Der junge Pfleger, den ich schon beim Eintreffen mit der älteren Dame zusammen gesehen hatte, kam hinter Luise hervor. Pete, so stand es auf seinem Namensschild, fasste Bella am Arm und sie ließ sich ohne Widerstand von ihm vom Sessel durch den Raum nach draußen führen. Dabei sprach er mit ihr, genauso wie mit der älteren Dame vorhin, als wäre es das Normalste der Welt. Auch wenn er wohl keine Antwort erwartete, so fragte er sie trotzdem nach ihrem Tag und ob sie sich über meinen Besuch gefreut hätte. Dann waren sie durch die Tür.

Ich bemerkte, dass ich ihnen hinterhergestarrt hatte, blickte etwas schuldbewusst zu Luise hoch und in einer fließenden Bewegung stand auch ich auf.
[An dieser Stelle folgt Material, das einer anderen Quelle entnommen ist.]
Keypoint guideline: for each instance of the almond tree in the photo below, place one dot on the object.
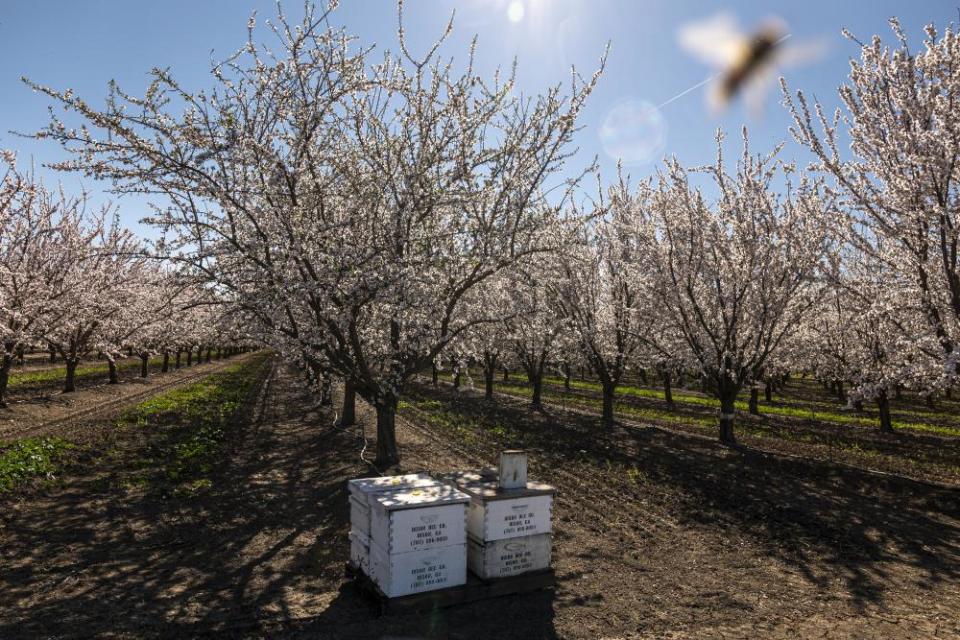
(734, 276)
(97, 263)
(601, 301)
(899, 184)
(351, 205)
(30, 262)
(540, 334)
„Sie hat sich bestimmt gefreut dich zu sehen." Luise war wohl der Meinung Bellas Verhalten bzw. ja eher Nicht-Verhalten entschuldigen zu müssen.

„Und ich habe mich gefreut sie zu sehen." Das hatte ich wirklich. Nachdem ich so lange erst versucht hatte zu vermeiden überhaupt etwas von ihr zu sehen und dann beinahe am Verzweifeln war, als ich rein gar nichts von ihr gesehen hatte…

Luise schien meine Antwort zu freuen. Sie begleitete mich auf dem Weg nach draußen. „Ihr seid gute Freundinnen, oder?!"

„Schon fast so was wie Schwestern." Gab ich ernst zurück. Das schien Luise noch mehr zu freuen. Sie wurde mir immer sympathischer.

„Eine schreckliche Geschichte, meinst du nicht auch? Das arme Mädchen! Einfach tragisch dieses ganze Situation. Ich hätte niemals gedacht, dass man in ihrem Alter einen anderen Menschen schon so sehr lieben kann, um in solch einen Abgrund zu stürzen." Sie schüttelte traurig den Kopf. Es sah ein wenig danach aus, als wenn sie sich den Kummer um Bella von der Seele reden müsste. Ich nahm an, dass die Pfleger hier bestimmt schon umfangreich darüber diskutiert hatten. Natürlich, warum sollten sich die Pfleger nicht auch ihre Gedanken über ihre Patienten machen?

Und ganz Unrecht hatte sie ja auch nicht. Solch eine Reaktion einer 18-Jährigen, deren Freund sie verlassen hatte, sah man bestimmt nicht allzu oft. Sie konnten ja nicht wissen, wie viel wirklich dahinter steckte. Wie sehr Bella und Edward einfach zusammengehörten. Sie brauchten einander wie die Luft zum Atmen oder, in Edwards Fall, wohl eher das Blut zum Existieren.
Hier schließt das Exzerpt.